One note, I doubled the recipe to get 4 crusts so I could freeze 3 of them for later. That way the rest of the family can order pizza and my daughter won't be left out. When I want one I will remove it from the freezer, allow it to thaw and then continue with step 5. One bonus for her, she gets to have all her favorite toppings (assuming we have them on hand) all the time.
1 Tbsp yeast,
2/3 C rice flour
1/3 C tapioca flour
2 Tbsp dry milk powder
1 tsp xanthan gum
1 tsp guar gum
1/2 tsp salt
1 tsp unflavored gelatin powder
1 tsp Italian Seasoning
2/4 C warm water
1/2 tsp sugar
1 tsp olive oil
1 tsp cider vinegar
Pizza Sauce (recipe below)
Cheese
Pizza Toppings (your choice)
1. Heat the oven to 500-degrees. Place a cookie sheet into the oven while it is heating.
2. In a medium mixing bowl place mix all the dry ingredients together. Add the the water, sugar, oil and vinegar. Beat on high for 1 minute. If the beaters jump around the bowl the dough is too stiff and you will need to add some water 1 Tbsp at a time until the dough softens up. You can also do this in a food processor.
3. Remove pans from oven and invert them, you will be baking the crusts on the bottom. Liberally spread rice flour on parchment paper (I didn't have any so I just did it on the back of the pan. This however is dangerous and I wished I'd had parchment paper, and plan to use it next time). Divide the dough into 2 portions (Note: I doubled the recipe, that is why there are 4 crusts in above photo). Spread each portion of the dough out on the flour into a 6" circle, making sure the dough is even thickness around and creating a thicker portion on the edge.
4. Bake crusts for 10 minutes in the oven. They will be lightly browned.
5. Top with sauce and toppings. Bake for another 10-15 minutes until the top is nicely browned.
Roasted Tomato Pizza Sauce
2 Tbsp olive oil, divided2 C cherry tomatoes*
2 large tomatoes*, skinned** & coarsely chopped
salt & pepper
2 cloves of garlic, minced
1. Pour 1 Tbsp oil on a cookie sheet. Toss the cherry tomatoes in oil, salt & pepper. Place in a 425-degree oven for 30 minutes or until the tomatoes are browned and split.
2. Dump cherry tomatoes and regular tomatoes in a food processor or blender and process until only small pieces remain.
3. Heat remaining Tbsp of oil in a saucepan on medium heat, add garlic and cook for about 1 to 1-1/2 minutes.
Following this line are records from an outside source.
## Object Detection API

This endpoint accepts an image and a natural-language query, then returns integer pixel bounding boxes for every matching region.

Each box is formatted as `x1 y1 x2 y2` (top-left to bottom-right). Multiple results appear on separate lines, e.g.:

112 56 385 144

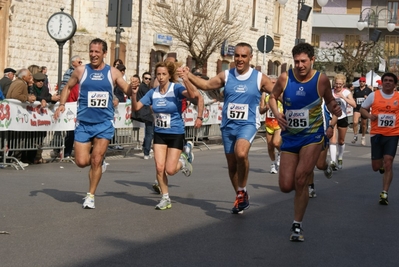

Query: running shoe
324 165 333 179
19 162 29 168
290 223 305 242
179 153 193 177
231 190 249 214
309 186 317 198
231 197 244 214
380 191 388 205
152 183 162 194
330 161 338 171
183 141 194 163
155 198 172 210
101 157 109 173
82 193 96 209
270 163 277 174
338 159 342 170
362 136 366 146
276 153 280 169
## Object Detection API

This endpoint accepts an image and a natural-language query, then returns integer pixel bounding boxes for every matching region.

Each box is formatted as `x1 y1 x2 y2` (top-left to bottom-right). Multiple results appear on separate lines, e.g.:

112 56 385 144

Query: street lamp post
357 6 396 87
278 0 328 44
263 17 267 73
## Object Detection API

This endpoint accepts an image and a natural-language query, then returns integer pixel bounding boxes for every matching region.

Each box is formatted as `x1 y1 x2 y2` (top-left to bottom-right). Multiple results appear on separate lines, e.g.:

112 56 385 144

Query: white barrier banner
0 99 234 131
0 99 136 131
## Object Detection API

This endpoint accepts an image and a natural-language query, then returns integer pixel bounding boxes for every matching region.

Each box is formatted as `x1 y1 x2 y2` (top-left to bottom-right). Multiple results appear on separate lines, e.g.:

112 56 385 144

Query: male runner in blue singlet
269 43 341 241
179 43 273 214
54 38 139 209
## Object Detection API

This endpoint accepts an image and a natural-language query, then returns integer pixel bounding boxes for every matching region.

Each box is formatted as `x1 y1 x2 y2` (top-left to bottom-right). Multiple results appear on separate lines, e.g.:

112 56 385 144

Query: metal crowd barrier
1 131 66 170
0 127 141 170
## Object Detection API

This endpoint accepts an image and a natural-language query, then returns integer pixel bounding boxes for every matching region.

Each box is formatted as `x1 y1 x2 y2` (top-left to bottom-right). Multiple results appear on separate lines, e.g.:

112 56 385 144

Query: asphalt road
0 137 399 267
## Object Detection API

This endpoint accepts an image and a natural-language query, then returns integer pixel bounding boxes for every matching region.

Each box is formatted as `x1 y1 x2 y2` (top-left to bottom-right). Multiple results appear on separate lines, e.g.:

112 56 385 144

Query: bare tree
318 40 384 81
149 0 246 67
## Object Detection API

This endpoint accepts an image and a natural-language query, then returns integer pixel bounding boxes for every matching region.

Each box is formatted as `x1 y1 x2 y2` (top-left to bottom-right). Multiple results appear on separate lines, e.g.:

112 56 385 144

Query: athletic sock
330 144 337 162
338 144 345 160
293 220 302 228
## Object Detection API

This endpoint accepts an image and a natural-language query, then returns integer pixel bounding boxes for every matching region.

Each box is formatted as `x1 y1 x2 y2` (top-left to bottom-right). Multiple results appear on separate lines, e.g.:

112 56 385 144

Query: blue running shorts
75 120 115 143
222 124 258 154
281 133 325 154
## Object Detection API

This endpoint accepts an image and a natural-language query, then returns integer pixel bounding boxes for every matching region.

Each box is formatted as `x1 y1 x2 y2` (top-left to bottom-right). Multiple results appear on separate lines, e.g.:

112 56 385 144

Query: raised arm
130 77 144 111
318 74 342 117
111 67 135 96
259 92 269 114
260 74 274 94
268 72 288 130
187 71 225 91
54 66 85 119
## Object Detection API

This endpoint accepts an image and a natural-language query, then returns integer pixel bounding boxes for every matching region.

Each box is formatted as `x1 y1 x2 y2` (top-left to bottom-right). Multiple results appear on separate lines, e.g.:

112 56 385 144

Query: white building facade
0 0 313 84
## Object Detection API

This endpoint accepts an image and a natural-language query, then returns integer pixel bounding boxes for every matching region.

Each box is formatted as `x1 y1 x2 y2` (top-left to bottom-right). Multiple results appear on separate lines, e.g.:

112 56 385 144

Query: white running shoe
183 141 194 163
179 153 193 177
276 153 280 169
330 161 338 171
324 165 333 179
309 186 317 198
270 163 277 174
155 198 172 210
101 157 109 173
19 162 29 168
82 193 96 209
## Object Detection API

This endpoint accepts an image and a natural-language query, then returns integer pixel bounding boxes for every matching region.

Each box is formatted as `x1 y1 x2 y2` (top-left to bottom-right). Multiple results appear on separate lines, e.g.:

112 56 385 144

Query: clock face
47 12 76 41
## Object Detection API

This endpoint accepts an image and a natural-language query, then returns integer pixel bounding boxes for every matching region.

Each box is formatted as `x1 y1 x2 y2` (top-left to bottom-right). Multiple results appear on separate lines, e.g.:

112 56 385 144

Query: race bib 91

Add tomatoes. Bring to a boil and cook until thickened, about 20 minutes.
*You can just use a 28 oz can of crushed tomatoes if you want, but it won't be quite as tasty.
**Drop the tomatoes in a pot of boiling water for about 1 minute to easily remove the skins.
1 comment:
Love the idea of personal pizzas. Everyone gets their own! And great idea to freeze them. Thanks for the blog. It is always great to find other gluten free bloggers.